Странник отрывисто зарыдал, потом вдруг затих. Падмири решила, что он испустил дух, когда до слуха ее донесся горячечный шепот.
— Они сказали, что делают это во имя Кали. — Человек задрожал, едва выталкивая из горла бессвязные отрывистые слова. — Жертвы, алтарь. Нет! — вскинулся он. — Она была не такая, как ты. Совершенно другая. Нож. Черепа. Умри, инородец. Я умер. Но были двое других.
— Каких других? — резко спросила Падмири.
Искалеченный помотал головой.
— Других. Не похожих на остальных. Сперва был один. Затем появился второй. — Шепот становился все тише. — Им был нужен второй. Как только его привели, меня выволокли из храма. Духи огня, они вытащили ножи! Они не убили меня, а бросили на дороге. — Шепот затих, умирающий застонал. Затем прозвучало рыдание. — Достойная госпожа, помоги. Остальные погибли. Их отдали Кали. Помоги же мне. Помоги.
— Как ты здесь оказался? — Падмири пыталась понять: те, другие, это Сен-Жермен со слугой или нет? Стражники увели Руджиеро, но хозяина не нашли. Ей не хотелось думать, что Сен-Жермен попал в расставленные силки. Ведь инородцев вокруг великое множество. Вот хотя бы этот несчастный. Бедняга — перс, судя по выговору, — явно рассчитывал найти здесь надежный приют, а угодил в лапы загги.
— Не знаю. Похоже, я полз. — Умирающий клюнул носом. — Там что-то происходило. Всем нужен был Шива. Или его порождение? Точно не помню. Мне холодно, — пожаловался он вдруг и обмяк.
Кобыла, почуяв смерть, заржала, потом фыркнула и скакнула вперед, одним копытом ударив затихшего человека, затем стремглав понеслась по узкой темной тропе.

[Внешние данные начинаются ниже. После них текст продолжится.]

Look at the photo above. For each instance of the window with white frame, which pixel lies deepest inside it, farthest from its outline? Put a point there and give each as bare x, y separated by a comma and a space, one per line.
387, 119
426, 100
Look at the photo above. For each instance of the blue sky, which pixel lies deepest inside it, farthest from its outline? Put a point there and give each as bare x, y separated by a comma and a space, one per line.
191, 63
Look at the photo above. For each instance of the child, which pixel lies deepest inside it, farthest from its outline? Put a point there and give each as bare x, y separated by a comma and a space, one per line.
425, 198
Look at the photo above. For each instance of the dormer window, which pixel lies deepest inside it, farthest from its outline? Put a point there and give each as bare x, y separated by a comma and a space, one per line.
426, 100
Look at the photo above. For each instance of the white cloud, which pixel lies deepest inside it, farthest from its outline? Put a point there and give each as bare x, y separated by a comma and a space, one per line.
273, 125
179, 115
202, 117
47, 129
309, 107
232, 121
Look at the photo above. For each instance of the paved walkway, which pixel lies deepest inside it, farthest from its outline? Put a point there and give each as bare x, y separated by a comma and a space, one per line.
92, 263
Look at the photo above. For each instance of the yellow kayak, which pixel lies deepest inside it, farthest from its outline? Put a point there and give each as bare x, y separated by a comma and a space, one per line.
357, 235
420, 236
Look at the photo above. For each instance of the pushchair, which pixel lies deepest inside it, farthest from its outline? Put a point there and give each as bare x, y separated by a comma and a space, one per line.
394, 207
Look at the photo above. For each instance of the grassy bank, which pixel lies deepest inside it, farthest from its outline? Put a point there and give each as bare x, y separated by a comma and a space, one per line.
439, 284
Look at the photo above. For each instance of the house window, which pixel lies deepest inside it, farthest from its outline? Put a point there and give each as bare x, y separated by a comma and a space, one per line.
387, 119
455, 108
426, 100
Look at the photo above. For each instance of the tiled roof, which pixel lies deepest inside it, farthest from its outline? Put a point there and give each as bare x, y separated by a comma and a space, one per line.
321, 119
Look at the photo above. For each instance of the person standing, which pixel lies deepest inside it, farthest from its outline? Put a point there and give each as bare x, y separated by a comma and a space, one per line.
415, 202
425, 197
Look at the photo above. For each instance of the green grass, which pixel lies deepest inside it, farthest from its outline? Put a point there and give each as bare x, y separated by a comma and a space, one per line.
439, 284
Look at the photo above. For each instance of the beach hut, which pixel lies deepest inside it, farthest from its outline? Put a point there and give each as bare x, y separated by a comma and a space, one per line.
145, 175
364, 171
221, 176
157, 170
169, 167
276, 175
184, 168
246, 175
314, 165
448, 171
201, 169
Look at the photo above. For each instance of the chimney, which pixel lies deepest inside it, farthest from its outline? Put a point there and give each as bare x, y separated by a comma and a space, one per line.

Ветки хлестали всадницу по лицу и рукам. Падмири била лошадь коленями, натягивала поводья — все было тщетно: та не желала повиноваться. Женщина пыталась кричать, но страх лишил ее голоса — ей оставалось только держаться за жесткую гриву и ждать, пока перепуганная лошадка не присмиреет сама.
Наконец кобылка остановилась, но утешения в том было немного, ибо Падмири теперь абсолютно не понимала, куда ее занесло. Она прижалась к дрожащей шее животного и, в свою очередь, затряслась — вначале от пережитого ужаса, потом от слабости в руках и ногах. Ночь уже вступала в свои права, однако луна еще пряталась за горами. Отдышавшись, лошадь двинулась по тропе. Падмири только кивнула, чутье должно вывести умницу к людям, и хорошо — ведь иначе они пропадут. Правда, где люди, там стражники, но думать о них не хотелось. Все, чего ей хотелось бы, это прилечь и уснуть.